I sometimes simmer them in a big slow-cooker overnight - about 12 hours.

(edited to add) If you can be bothered, the flesh from the legs and thighs is perfectly edible and is a good addition to a chicken and vege soup or a chicken salad.The breast meat will be too dry.

terraalba, Jul 9, 8:55pm
I do that too but I was wondering if you had any tips for improving the flavour please!

miri_s, Jul 9, 9:05pm
My technique is a little different from davidst4.

I brown stock bones or poultry carcasses in a roasting pan.

Then transfer these to a big pot of cold water on the stove top, deglazing the roasting pan and reincorporating this liquid with the stock bones (or you can just continue to use the roasting pan filled with water, in the oven).

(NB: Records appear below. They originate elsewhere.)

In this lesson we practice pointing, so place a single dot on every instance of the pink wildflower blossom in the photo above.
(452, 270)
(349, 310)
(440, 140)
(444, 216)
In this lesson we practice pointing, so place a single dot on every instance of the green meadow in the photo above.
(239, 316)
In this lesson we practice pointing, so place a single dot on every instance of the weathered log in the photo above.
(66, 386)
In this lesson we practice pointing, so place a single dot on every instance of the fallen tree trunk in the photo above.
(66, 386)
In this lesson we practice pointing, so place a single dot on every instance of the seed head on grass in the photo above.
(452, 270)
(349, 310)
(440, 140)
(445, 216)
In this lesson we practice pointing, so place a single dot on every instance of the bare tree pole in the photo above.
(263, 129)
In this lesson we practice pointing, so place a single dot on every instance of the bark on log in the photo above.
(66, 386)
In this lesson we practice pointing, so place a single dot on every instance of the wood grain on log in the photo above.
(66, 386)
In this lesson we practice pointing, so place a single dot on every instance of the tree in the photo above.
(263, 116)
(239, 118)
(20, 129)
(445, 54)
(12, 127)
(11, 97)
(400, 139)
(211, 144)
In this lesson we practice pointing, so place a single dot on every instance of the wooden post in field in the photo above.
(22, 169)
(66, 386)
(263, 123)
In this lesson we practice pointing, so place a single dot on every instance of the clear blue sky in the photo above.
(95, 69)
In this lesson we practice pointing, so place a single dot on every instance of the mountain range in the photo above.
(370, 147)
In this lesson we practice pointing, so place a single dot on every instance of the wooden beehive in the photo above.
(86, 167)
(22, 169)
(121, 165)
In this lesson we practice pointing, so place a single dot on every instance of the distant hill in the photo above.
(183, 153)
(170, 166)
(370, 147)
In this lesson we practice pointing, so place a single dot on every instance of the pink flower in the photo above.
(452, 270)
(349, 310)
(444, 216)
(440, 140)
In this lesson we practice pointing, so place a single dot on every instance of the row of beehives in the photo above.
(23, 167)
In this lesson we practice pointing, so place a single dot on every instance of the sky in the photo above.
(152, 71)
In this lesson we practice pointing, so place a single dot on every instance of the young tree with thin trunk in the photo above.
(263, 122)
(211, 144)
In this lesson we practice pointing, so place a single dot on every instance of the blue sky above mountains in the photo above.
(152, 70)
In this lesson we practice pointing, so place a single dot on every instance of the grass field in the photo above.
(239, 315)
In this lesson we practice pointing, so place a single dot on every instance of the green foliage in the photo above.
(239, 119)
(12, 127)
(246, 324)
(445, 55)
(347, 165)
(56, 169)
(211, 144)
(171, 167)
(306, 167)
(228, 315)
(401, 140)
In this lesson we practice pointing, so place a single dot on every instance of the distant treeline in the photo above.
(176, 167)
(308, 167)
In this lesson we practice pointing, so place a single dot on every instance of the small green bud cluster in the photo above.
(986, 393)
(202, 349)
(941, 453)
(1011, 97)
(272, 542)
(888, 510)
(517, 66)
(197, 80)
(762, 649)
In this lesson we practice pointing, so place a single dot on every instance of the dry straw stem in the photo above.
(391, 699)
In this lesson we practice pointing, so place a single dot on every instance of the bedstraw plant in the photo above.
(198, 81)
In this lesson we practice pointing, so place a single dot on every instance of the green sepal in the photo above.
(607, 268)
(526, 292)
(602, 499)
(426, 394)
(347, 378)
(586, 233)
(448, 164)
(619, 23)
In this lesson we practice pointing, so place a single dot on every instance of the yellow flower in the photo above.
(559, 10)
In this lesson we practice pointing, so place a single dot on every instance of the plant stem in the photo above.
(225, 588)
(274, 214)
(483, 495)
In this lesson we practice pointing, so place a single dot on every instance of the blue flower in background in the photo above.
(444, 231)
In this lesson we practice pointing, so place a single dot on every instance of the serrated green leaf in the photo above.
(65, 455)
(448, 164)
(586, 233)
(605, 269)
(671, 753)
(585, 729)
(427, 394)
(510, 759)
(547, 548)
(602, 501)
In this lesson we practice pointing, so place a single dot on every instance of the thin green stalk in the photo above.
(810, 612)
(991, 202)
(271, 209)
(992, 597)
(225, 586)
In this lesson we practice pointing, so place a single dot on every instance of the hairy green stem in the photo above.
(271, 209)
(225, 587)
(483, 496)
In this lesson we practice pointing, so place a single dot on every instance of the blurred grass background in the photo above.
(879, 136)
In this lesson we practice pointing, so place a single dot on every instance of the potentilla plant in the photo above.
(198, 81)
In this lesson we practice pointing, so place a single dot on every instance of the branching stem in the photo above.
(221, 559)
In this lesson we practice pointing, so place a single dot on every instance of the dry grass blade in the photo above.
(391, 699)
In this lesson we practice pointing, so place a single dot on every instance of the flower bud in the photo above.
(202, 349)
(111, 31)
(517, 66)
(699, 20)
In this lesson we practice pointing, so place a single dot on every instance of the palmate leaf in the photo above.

At this point Iinclude selection of vegetables (carrots, celery, onions - they don't need to be chopped up much). Often I'll add some bacon pieces, especially with chicken stock.

I'll include a selection of herbs/flavouring appropriate for what I plan to do with the stock (eg. Euro or Asian flavours).Also a few whole peppercorns boost the flavour.

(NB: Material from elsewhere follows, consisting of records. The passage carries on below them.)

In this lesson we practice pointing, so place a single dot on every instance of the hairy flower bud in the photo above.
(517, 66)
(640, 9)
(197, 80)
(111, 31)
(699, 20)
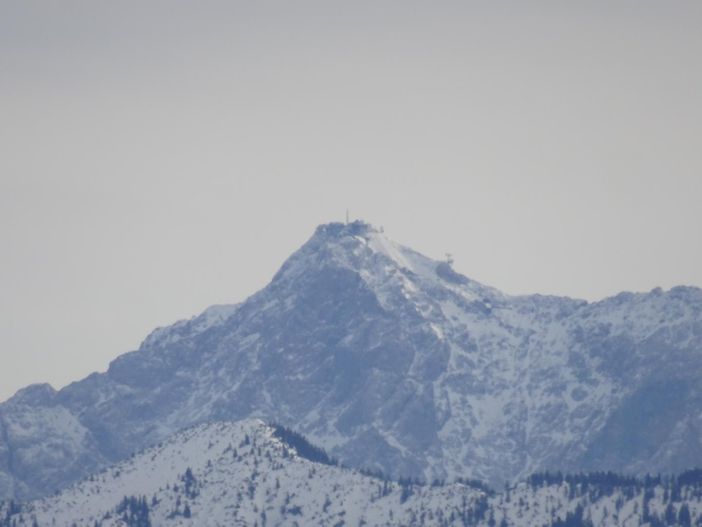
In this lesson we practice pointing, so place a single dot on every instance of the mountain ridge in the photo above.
(391, 360)
(250, 473)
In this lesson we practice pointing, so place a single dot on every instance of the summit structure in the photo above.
(391, 360)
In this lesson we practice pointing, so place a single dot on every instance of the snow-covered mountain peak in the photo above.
(391, 360)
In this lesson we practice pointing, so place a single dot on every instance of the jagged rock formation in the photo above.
(391, 360)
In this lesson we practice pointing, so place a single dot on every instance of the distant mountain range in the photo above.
(391, 361)
(250, 474)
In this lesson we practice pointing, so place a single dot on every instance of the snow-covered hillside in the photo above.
(394, 361)
(251, 474)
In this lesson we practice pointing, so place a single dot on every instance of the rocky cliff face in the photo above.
(391, 360)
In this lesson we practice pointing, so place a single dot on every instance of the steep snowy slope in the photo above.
(391, 360)
(225, 474)
(250, 474)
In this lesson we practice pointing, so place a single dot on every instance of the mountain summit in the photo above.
(391, 360)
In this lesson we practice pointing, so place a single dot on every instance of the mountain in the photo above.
(393, 361)
(251, 474)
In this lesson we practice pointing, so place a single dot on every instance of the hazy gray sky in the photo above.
(159, 157)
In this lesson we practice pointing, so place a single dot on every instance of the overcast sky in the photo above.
(160, 157)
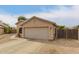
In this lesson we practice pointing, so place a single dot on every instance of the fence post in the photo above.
(66, 33)
(56, 34)
(78, 33)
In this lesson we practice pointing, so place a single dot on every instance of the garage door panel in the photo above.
(36, 33)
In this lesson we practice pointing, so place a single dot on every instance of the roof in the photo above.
(39, 19)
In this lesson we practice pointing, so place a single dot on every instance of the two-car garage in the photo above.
(37, 28)
(36, 33)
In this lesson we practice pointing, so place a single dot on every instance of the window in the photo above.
(20, 30)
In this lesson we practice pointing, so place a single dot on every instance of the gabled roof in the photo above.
(39, 19)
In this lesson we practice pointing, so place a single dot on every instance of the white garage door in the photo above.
(36, 33)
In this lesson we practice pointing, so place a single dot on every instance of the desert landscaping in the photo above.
(10, 44)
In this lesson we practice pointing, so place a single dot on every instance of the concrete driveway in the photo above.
(20, 45)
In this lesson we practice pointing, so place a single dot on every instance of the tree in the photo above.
(21, 18)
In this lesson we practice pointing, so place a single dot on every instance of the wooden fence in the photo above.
(66, 33)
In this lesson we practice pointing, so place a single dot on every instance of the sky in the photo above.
(67, 15)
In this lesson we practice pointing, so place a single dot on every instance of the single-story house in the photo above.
(36, 28)
(1, 29)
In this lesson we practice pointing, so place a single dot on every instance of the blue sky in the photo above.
(23, 9)
(61, 14)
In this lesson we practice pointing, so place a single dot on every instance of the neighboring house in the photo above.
(36, 28)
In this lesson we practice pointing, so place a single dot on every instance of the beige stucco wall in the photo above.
(38, 23)
(1, 30)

Then simmer in the pot or roasting pan for several hours, until the liquid has taken a gelatinous sheen and and meat is falling off the bones.

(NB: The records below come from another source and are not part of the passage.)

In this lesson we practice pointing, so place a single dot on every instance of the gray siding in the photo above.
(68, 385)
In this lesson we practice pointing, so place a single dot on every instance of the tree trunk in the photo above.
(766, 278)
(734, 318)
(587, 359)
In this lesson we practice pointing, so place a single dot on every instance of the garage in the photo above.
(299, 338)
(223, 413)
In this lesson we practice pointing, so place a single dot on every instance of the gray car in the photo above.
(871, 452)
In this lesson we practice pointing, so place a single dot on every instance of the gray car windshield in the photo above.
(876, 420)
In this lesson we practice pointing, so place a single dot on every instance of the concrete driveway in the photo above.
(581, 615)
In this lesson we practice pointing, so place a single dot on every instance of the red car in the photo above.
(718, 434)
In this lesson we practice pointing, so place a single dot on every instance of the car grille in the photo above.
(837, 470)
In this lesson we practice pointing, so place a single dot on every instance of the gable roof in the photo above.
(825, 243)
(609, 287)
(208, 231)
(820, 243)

Strain liquid, and place in fridge when cool (once chilled the fat turns solid on the surface and so is much easier to remove).

-------I think the browning is a vital aspect of the process, as it creates a lot of flavour, however it will affect the colour of your stock.------

A good stock will jellify when chilled.

miri_s, Jul 9, 9:12pm
Just to clarify that by flavouring I mean additions of star anise, fennel seed, ginger root etc.Rather than anything artificial.

gerry64, Jul 9, 9:34pm
thank you david - will use my crockpot and then use the meat

davidt4, Jul 9, 9:47pm
I prefer to leave the stock without added flavourings, as I never know what I will be using it for - European flavourings would clash with Asian dishes and vice-versa.

Browning the chicken gives flavours that work well with European food but not with Asian.

miri_s, Jul 9, 11:14pm
I wasn't trying to go one better than you.I'd agree with the points you've just raised.

To be quite honest, I never make Asian soups, so the classic brown stock method suits me well, as I enjoy the caramelised richness it gives a soup or sauce.The process of browning also reduces the potential for the stock to go cloudy.